Friday, October 16, 2015

Ports recommend rail tunnel or barge system to move freight between
NY-NJ



The Port Authority of New York/New Jersey has decided that some expansion of rail freight between the two states is necessary, and recommends either digging a rail tunnel under New York Harbor or expanding the current system of carrying rail cars across it on barges.

The agency rejected an option to do nothing, and recommended more studies on the barge system and the no-frills rail tunnel under the harbor, which are the two least expensive choices of the 10 alternatives discussed at public hearings on Long Island and elsewhere in the metropolitan area earlier this year.

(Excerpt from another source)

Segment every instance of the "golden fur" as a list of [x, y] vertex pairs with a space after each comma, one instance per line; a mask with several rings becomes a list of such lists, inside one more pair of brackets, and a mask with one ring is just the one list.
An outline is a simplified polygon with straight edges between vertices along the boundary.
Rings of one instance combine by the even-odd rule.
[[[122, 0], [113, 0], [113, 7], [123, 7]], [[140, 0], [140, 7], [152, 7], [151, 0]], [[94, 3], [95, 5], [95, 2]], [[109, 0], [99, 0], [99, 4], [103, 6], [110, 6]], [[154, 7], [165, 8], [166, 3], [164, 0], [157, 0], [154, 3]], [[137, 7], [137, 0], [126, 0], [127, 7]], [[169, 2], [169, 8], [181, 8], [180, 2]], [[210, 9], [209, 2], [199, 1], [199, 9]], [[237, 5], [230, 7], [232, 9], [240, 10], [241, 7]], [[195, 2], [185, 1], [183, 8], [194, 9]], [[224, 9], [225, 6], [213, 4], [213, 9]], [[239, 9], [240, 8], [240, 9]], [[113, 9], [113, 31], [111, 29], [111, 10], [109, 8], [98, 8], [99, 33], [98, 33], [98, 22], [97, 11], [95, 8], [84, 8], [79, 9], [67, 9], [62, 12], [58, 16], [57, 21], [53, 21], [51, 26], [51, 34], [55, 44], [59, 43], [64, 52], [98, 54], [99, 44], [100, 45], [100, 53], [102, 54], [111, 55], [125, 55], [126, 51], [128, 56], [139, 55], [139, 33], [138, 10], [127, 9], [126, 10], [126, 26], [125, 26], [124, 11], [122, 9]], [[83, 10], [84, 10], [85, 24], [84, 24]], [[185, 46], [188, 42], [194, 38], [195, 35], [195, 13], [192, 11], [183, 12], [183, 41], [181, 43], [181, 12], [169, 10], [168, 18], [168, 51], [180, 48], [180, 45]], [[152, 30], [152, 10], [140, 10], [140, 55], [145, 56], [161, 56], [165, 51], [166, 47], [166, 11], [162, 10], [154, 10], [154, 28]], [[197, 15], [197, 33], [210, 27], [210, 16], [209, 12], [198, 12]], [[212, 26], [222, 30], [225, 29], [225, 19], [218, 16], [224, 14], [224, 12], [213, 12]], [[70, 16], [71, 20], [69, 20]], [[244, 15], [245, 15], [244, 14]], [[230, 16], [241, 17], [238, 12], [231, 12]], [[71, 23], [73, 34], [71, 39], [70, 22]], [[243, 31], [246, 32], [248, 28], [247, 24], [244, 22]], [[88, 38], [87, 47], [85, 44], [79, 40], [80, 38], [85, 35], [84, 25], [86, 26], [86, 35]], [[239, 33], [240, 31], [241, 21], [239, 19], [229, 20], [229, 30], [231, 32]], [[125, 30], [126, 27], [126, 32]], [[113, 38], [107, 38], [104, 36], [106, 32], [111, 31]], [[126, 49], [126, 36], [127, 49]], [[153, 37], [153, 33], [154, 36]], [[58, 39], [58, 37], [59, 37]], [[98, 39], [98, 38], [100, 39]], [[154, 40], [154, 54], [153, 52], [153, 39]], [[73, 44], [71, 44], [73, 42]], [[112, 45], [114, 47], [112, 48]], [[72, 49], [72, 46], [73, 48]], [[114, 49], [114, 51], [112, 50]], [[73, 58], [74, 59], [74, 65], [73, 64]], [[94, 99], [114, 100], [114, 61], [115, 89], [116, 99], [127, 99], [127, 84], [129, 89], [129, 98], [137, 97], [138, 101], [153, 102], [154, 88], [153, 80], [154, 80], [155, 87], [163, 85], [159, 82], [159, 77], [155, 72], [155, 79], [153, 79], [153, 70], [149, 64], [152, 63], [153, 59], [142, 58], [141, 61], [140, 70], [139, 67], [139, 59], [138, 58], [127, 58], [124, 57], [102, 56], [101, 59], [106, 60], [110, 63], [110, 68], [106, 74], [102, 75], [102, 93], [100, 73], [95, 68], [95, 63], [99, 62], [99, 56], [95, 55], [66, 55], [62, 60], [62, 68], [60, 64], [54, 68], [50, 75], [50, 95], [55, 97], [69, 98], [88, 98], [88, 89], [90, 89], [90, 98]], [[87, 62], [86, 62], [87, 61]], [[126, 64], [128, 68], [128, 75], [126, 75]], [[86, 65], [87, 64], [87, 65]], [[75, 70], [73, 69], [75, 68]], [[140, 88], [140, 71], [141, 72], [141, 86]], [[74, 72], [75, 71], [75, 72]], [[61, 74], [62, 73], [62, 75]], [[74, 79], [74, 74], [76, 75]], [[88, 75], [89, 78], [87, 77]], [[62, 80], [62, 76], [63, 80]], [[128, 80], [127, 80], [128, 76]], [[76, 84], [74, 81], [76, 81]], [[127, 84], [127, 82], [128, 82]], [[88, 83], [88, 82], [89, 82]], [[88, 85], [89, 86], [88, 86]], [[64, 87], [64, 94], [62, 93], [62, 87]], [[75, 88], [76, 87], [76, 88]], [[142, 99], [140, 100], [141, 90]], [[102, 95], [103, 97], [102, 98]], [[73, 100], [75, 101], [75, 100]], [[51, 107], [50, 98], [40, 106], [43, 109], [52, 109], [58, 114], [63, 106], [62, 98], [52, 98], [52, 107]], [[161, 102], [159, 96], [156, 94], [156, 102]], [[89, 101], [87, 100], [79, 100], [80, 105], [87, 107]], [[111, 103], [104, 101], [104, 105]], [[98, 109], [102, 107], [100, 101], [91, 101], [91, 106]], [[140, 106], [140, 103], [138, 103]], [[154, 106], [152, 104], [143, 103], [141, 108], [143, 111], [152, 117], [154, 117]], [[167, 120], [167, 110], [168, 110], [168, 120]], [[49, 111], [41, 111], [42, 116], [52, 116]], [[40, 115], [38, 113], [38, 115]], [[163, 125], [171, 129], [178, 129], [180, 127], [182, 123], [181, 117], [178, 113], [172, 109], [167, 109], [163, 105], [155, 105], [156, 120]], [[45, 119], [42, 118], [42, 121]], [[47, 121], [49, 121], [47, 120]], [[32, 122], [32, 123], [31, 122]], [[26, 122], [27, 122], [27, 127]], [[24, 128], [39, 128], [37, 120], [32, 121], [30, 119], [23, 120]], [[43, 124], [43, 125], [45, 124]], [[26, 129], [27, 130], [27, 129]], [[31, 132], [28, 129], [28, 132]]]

The next step is another series of public hearings, next year at the earliest, on those two options -- meaning no near-term increase in rail freight that

might take heavy trucks off Long Island roads.

"We will take these two options and really put them through the wringer in terms of in-depth, on-the-ground environmental analysis -- taking traffic counts, testing air quality," said Mark D. Hoffer, director of new port initiatives for the agency, in an interview Wednesday.

Expanding the barge system would cost between $100 million and $600 million, according to agency documents, while the least expensive tunnel would cost more than $7 billion. The tunnel being considered would have two tracks and would be big enough to handle double-stacked cargo containers.